The streetcar ran on regularly.
The third/last room of the house was the kitchen with an ice box - a real ice box - and a wood stove. The ice man delivered ice daily. The rag man and the vegetable man, pasted daily. The ironing board was homemade of wood and had a lot of layers of scorched muslins. I cannot quite remember the iron, but I think it was heated on the wood burning stove and was black.
We bathed in a large metal tub that was placed in the center of the kitchen floor, and closest to the stove in the winter. The water was brought in, heated on the stove, and poured into the tub. I thought it was cozy.

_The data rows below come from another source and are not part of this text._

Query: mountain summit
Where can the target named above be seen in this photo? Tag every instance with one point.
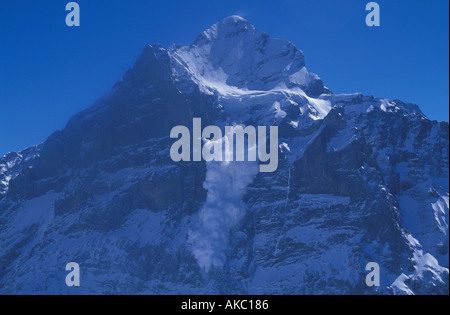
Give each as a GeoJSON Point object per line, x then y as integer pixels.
{"type": "Point", "coordinates": [360, 179]}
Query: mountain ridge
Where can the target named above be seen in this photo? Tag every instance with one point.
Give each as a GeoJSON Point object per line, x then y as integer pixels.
{"type": "Point", "coordinates": [360, 179]}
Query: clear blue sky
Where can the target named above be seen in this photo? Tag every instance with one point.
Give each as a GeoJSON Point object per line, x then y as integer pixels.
{"type": "Point", "coordinates": [48, 71]}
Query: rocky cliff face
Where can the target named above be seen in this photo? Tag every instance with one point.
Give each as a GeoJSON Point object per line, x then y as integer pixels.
{"type": "Point", "coordinates": [360, 179]}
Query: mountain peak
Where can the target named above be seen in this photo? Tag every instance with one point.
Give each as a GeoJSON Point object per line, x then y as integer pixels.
{"type": "Point", "coordinates": [232, 26]}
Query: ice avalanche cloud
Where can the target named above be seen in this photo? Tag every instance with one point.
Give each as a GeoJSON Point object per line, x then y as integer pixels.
{"type": "Point", "coordinates": [226, 184]}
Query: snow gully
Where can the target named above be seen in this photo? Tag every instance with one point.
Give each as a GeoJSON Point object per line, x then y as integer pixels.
{"type": "Point", "coordinates": [223, 148]}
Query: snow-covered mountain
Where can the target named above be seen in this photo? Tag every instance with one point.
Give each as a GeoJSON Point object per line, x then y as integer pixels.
{"type": "Point", "coordinates": [360, 179]}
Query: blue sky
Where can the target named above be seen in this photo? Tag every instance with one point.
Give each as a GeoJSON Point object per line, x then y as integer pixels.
{"type": "Point", "coordinates": [48, 71]}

A small section was later added onto the back of the house that provided for a small entry hall from the rear. and a bath. A porcelain tub with one faucet - cold - was installed, as was a commode. I no longer liked taking baths because there was no heat, unlike the toastiness provided by the stove next to the kitchen floor tub. It was freezing in that addition. I decided right then and there that I was not found of modernization.
About the same time, a porcelain sink with one faucet - cold - was installed in the kitchen. The wood stove went and we got a tall-legged, porcelain gas stove with a high oven and shelf - circa 1949. That wasn't bad, but it was not as much fun as putting in the wood and watching the sparks of cinders.
Then we got the elecric ice box. That's what my grandmother called it until the day she died 30 years later. It was a General Electric and kept things cold without the ice man's delivery.
That is the total of all "conveniences" in my early memories. A different era indeed.